Opener Slave is in the heavy groove vein with crushing stop start guitars and bass/drum only parts with a Korn-like "break-it-down" groove section, climaxing in dissonant guitar melodies before returning to the Sabbath-like groove.
Second song Freak is not unlike the opener but longer and more song orientated, featuring more dissonance in the guitar chords, catchy chorus and messy '90s grunge solo.
Third song Abuse Me is the heavy ballad, with Daniel singing "come on, abuse me more, I like it, keep talking 'cause it's true" before a heavy build up, then breaking into a catchy heavy second chorus. Probably the next single.
Fourth song Lie To Me follows, reading like a textbook Nirvana hardcore one-minute punk exercise. Aggressive vocals from Daniel.
Fifth song No Association is a big '90s drum-heavy, metal workout with some stop-start and strange-timed Korn-like grooves. It's well executed and features some honest sounding screams from Daniel.
The sixth song Cemetery is the string-accompanied eccentric, emotive ballad that doesn't really call for its big production. It's yet another reminder that alternative '90s rock bands should not have access to classical musicians and orchestras.
Seventh song The Door opens with a sitar and bursts into big groove rock with an eastern flavour. It's one of the more upbeat songs on the album.
Eighth song Pop Song For Us Rejects starts out as jangly pop and then gets heavier, evolving into more big grooves. Features Daniel singing "now I'm thinking positive."
Ninth song Learn To Hate starts out with a fairly textbook tortured grunge verse before bursting into an unexpectedly heavy stop-start Helmet-like chorus with '90s hardcore-like yelling. It's a great chorus that really grabs your attention.

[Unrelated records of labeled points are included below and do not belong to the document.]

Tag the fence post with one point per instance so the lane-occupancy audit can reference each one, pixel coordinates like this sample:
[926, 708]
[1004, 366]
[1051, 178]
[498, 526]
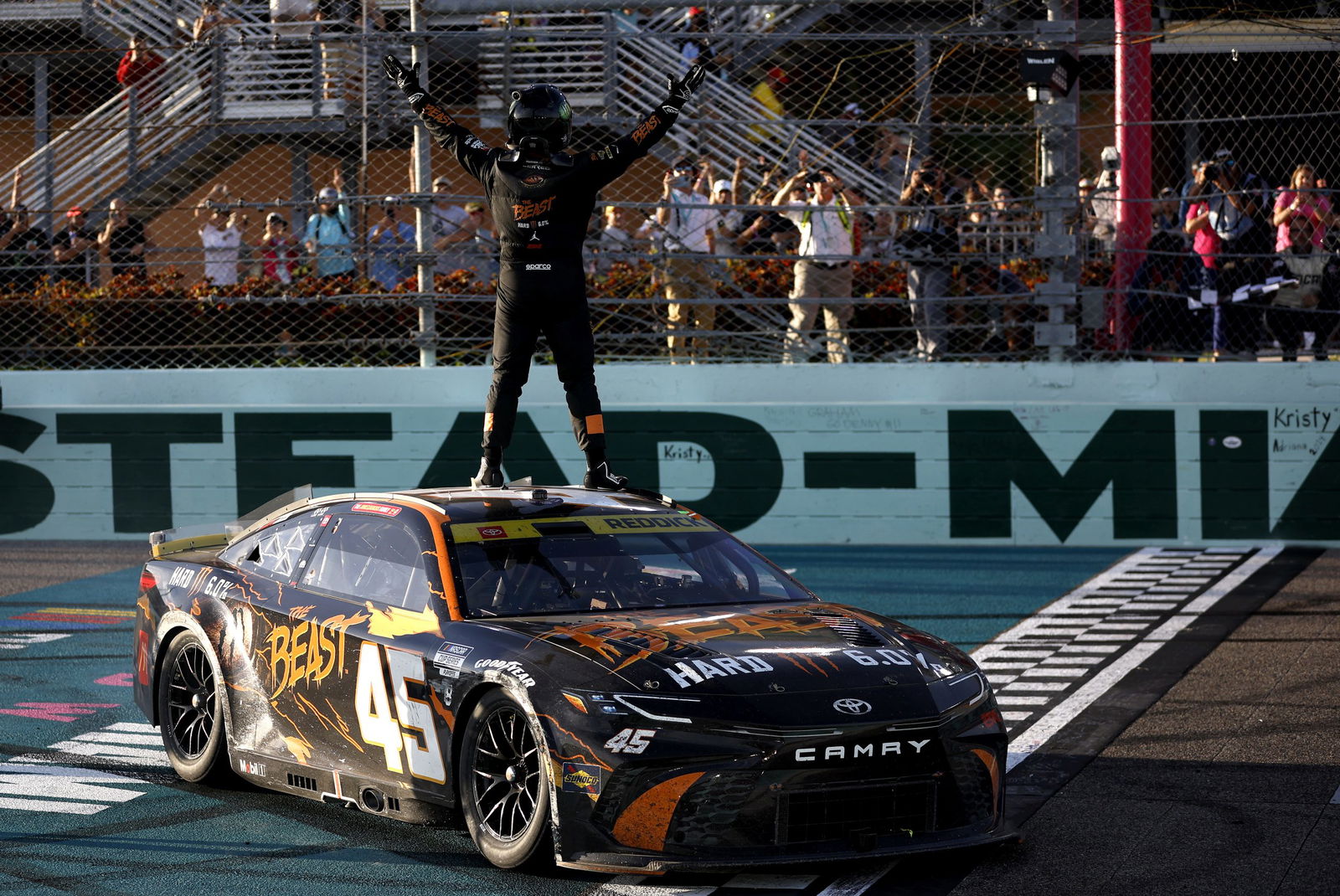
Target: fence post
[42, 126]
[1136, 194]
[133, 140]
[1058, 127]
[422, 210]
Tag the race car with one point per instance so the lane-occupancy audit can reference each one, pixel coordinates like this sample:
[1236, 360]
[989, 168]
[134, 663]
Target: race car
[602, 679]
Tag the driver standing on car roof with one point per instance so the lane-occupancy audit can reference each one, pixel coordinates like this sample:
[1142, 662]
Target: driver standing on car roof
[542, 201]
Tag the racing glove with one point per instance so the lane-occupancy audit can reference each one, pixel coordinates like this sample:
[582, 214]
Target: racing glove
[681, 89]
[405, 78]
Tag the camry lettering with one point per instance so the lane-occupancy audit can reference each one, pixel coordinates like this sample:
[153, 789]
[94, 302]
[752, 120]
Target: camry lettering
[689, 672]
[658, 521]
[859, 750]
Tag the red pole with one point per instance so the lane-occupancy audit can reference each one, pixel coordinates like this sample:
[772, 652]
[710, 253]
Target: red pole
[1136, 208]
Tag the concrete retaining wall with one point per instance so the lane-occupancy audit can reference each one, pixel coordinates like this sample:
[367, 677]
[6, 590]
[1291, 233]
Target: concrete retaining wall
[1085, 454]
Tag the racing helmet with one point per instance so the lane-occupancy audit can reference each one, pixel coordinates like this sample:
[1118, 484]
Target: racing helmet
[540, 111]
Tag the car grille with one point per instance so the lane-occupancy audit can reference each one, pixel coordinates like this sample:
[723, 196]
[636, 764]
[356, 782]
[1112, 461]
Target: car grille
[830, 812]
[710, 811]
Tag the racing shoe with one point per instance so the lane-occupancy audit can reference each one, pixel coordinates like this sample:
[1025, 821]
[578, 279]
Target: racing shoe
[488, 477]
[600, 477]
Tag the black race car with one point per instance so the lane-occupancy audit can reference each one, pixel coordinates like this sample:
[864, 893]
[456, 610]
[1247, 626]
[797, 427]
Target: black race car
[600, 678]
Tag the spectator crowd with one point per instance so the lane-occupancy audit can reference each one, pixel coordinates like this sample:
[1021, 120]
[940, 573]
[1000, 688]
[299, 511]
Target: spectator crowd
[935, 264]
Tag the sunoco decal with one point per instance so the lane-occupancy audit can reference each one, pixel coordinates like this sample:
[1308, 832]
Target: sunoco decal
[451, 658]
[580, 779]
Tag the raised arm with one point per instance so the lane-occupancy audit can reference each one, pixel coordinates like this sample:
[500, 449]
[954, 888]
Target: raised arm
[468, 149]
[616, 158]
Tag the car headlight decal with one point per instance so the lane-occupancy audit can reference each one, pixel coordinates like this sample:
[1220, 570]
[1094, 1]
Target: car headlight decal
[656, 717]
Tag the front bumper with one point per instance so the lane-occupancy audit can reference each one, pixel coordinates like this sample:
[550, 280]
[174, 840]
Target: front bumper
[759, 811]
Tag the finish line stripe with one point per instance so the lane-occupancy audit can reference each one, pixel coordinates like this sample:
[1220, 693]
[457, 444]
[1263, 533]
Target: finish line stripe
[1038, 734]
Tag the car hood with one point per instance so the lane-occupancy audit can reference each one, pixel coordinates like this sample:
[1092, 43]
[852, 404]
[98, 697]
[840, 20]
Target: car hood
[759, 648]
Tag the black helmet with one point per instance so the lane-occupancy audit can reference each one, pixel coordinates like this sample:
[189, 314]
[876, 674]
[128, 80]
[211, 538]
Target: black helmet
[539, 111]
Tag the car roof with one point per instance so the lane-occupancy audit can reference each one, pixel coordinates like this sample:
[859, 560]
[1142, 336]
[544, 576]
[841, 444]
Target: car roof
[469, 504]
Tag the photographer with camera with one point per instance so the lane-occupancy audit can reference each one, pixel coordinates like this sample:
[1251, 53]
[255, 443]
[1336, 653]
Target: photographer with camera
[688, 221]
[1234, 209]
[124, 241]
[1303, 197]
[928, 240]
[828, 237]
[392, 241]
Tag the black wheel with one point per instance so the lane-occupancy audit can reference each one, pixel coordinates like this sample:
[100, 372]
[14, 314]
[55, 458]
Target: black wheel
[506, 784]
[191, 710]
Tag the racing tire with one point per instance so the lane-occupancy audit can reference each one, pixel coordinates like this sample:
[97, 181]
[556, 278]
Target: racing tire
[504, 784]
[191, 712]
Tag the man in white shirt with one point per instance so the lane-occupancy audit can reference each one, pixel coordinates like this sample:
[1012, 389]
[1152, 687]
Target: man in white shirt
[221, 234]
[688, 220]
[453, 230]
[827, 247]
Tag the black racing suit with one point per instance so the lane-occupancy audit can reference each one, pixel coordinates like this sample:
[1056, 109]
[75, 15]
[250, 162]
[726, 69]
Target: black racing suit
[542, 208]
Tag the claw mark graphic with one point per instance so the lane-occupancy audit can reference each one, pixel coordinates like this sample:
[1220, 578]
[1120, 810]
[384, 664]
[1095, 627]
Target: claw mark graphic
[446, 714]
[301, 749]
[342, 621]
[339, 726]
[594, 759]
[392, 621]
[298, 745]
[250, 591]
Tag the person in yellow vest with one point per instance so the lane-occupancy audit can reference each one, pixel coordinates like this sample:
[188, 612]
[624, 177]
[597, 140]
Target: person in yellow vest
[828, 243]
[765, 95]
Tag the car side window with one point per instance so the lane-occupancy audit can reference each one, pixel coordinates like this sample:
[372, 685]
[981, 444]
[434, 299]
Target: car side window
[368, 559]
[274, 551]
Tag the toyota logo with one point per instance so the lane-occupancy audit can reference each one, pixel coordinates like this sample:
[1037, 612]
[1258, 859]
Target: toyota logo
[851, 706]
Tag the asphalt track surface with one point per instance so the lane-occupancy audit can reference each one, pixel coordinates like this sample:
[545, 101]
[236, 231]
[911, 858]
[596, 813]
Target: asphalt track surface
[1174, 714]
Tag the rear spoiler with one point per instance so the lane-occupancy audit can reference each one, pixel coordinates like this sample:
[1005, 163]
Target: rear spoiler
[214, 536]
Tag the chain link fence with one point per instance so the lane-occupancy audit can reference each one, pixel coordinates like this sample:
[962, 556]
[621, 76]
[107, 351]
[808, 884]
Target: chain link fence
[1022, 181]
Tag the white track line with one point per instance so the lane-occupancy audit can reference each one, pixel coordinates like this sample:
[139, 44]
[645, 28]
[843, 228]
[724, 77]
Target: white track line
[1032, 739]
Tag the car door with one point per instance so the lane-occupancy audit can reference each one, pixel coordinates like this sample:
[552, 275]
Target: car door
[381, 721]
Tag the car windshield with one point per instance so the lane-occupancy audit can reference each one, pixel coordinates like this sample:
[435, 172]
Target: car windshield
[580, 564]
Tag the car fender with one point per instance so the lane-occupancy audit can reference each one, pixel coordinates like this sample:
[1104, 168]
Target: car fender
[169, 626]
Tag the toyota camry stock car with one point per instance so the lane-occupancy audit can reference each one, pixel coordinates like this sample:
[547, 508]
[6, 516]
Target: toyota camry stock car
[602, 679]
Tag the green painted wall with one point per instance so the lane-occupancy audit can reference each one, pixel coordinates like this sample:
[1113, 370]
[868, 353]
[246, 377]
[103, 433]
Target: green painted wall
[1087, 454]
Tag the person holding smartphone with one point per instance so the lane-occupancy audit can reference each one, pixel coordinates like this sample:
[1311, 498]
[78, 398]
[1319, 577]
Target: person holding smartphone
[1301, 198]
[928, 239]
[392, 241]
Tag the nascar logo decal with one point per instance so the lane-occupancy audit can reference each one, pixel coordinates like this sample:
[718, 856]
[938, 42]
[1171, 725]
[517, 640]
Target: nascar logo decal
[582, 779]
[384, 509]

Tenth song Petrol & Chlorine opens strongly with sedate middle eastern chords and vocals accompanied with percussion. One of the more experimental songs on the album that almost falls flat because of its pseudo middle eastern touches, but the strong vocal melodies make it great.
Eleventh song Roses obviously sounds like it was written around the opening drum patterns. The verse features drum and bass working together on their own. It's almost another stop-start affair but with a pretty strong and much repeated chorus.
The twelfth song Nobody Came is their finest slice of teenage angst to date and probably the highlight of the album. Features many great build up sections and a good balance between clean tone and heaviness. Daniel's tortured whine is in great form on this track.
Final track, appropriately titled The Closing, starts with sole muted clean guitar and vocals before bursting into more hard-edged angst that borders punk but reigns in groove.
Review: Freak single, silverchair (Murmur)
The Buzz magazine, Melbourne, February 1997
The opening dissonant guitar chords of Freak show a new, decidedly more hard-edged silverchair, but when the "yeah, I'm a freak" chorus refrains, it becomes apparent that silverchair are still as catchy and accessible as they have ever been.
Daniel really draws great vocal melodies out of the new heavier stop-start style and it sounds like there is plenty of enthusiasm in the rhythm section. Their popular cover of Radio Birdman's New Race follows and is energetic and faithful to the original, especially as it features Deniz Tek himself doing the guitar solo.
A studio out-take Punk Song #2 is also included on the single and its status is justified as it's a fair song that just sounds like California punk with some Korn-like heavy groove action going on.